"Jesus did not commit Himself to them because He knew all people and needed no one to bear witness about man, for He knew what was in a man." John 2:24-25
If that's true and I believe what He says, then why do I? I forever seem to put my trust in man and caring too much about what they think of me. Why does their opinion matter so much? Why am I trying to please or gain approval of anyone born here on Earth? Or on another track, why am I so easily disappointed in and frustrated with others? Even angry at times. Whoever said that people are supposed to act a certain way in order to get my approval?
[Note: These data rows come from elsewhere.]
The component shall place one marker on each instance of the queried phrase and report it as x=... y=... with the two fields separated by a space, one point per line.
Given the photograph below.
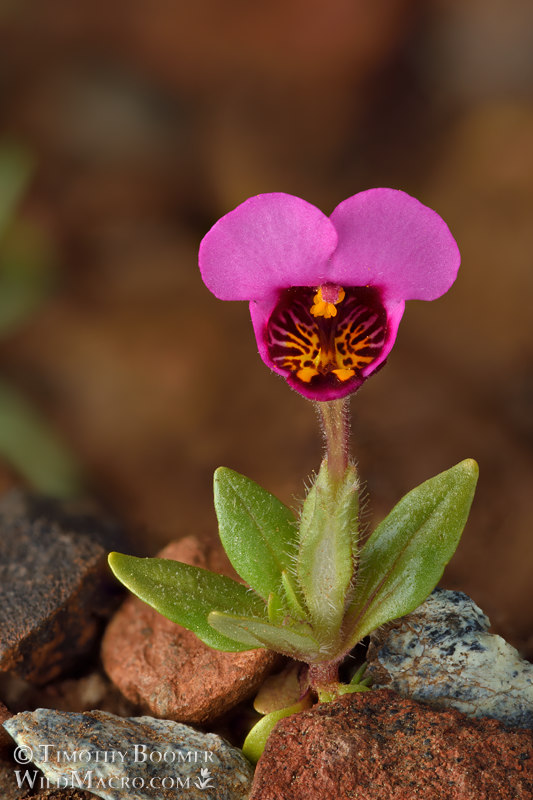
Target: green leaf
x=328 y=541
x=403 y=560
x=295 y=642
x=257 y=531
x=186 y=595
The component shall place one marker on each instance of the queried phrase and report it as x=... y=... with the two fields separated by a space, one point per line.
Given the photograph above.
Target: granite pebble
x=443 y=654
x=134 y=758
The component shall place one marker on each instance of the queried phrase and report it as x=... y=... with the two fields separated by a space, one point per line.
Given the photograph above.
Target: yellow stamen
x=325 y=306
x=343 y=374
x=306 y=374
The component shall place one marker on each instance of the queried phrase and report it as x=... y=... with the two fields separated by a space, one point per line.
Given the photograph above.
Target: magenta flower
x=327 y=293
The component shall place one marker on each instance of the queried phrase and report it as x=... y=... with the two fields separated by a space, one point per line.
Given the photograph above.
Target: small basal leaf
x=186 y=595
x=255 y=742
x=257 y=531
x=403 y=560
x=297 y=643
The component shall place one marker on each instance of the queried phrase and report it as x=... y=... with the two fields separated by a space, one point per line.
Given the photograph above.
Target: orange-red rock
x=165 y=669
x=379 y=746
x=5 y=738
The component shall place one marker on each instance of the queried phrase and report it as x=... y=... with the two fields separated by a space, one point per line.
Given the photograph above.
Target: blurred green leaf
x=186 y=595
x=403 y=560
x=30 y=446
x=27 y=274
x=257 y=531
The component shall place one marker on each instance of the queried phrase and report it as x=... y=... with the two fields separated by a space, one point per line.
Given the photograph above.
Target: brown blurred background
x=146 y=121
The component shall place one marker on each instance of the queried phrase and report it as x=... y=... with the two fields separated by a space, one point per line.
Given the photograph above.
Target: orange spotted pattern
x=326 y=350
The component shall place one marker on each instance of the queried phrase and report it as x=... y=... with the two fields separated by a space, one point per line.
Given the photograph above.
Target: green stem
x=335 y=419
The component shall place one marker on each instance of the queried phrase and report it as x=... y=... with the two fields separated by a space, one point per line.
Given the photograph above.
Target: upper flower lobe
x=327 y=294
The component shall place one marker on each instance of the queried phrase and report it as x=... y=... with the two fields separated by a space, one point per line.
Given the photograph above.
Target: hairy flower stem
x=322 y=676
x=335 y=420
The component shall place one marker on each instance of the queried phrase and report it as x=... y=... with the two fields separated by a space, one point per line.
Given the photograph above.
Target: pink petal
x=268 y=243
x=390 y=240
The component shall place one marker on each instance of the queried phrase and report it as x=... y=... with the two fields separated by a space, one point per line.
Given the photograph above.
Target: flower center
x=326 y=336
x=326 y=299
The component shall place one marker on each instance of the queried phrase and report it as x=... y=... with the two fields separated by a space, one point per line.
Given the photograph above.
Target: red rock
x=5 y=738
x=379 y=746
x=165 y=669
Oswald Chambers writes, "Our Lord never put His trust in any person. Yet He was never suspicious, never bitter, and never lost hope for anyone, because He put His trust in God first. He trusted absolutely in what God's grace could do for others. If I put my trust in human beings first, the end result will be my despair and hopelessness toward everyone. I will become bitter because I have insisted that people be what no person can ever be - absolutely perfect and right. Never trust anything in yourself or in anyone else, except the grace of God."*
The truth is, like Jesus, I don't need anyone to bear witness as to who I am in Christ. No one. I am His and He is mine and He feels very strongly toward me, no matter what I do or don't do. (If you're shaky about this - go spend some time in the book of Ephesians. So good!) Nor do I have the right to judge another. A little further into John in chapter 3:18, I read "Whoever believes in Him is not condemned." This was an epiphany moment for me when I read this a year or so ago. I even wrote in my Bible with arrows in a circular shape the following three truths:
1. I am not condemned by God.
2. I don't allow others to condemn me.
(therefore,)
3. I condemn no one.
There it is, freedom from the vicious cycle of getting down on myself, believing everything said or perceived about me (whether it was true or not), and even worse, judging others.
Remember I mentioned recently that I'm reading the book of James. There it is, another sacred echo. Chapter 4, verses 11-12 speak to this issue of judging others. As in so many other areas, he pulls no punches. There's no room for flesh in these verses. James instructs that we are not to speak evil against one another - that's judging. There is only one lawgiver and judge. "Who are you to judge your neighbor?" v.12
I don't know where you land in this area. But my hope for you and for me is that we camp with the 3 points above. Let's cut each other some slack. If God doesn't condemn (I just have to stop a minute and praise Him for that), and we walk in the confidence that no one gets to condemn us, then let's bring it full circle and not condemn each other. Let's reject becoming suspicious of others, bitter against anyone or losing hope that God is doing a work in a life - theirs and yours, by the way. We can make a difference.
Jesus says that the number one way we are identified as disciples is how we love one another. (John 13:35) We only have so much time here on Earth to make an impact for Christ and if He says this is how to do it....I guess we'd better get to it! Let's be patient and kind toward one another. Let's show the love! I hope you feel loved today. By God, whose love is perfect and forever, and by me who is also crazy about you. Thanks for spending time here with me.
*My Utmost for His Highest
1 comment:
Hello from South Carolina. I'm a friend of Ellen Bernhardt. She sent me a link to your blog and I'm enjoying reading your posts I can really relate to a lot of them. I think I'll share the link with my FB friends. It's nice to "meet" you.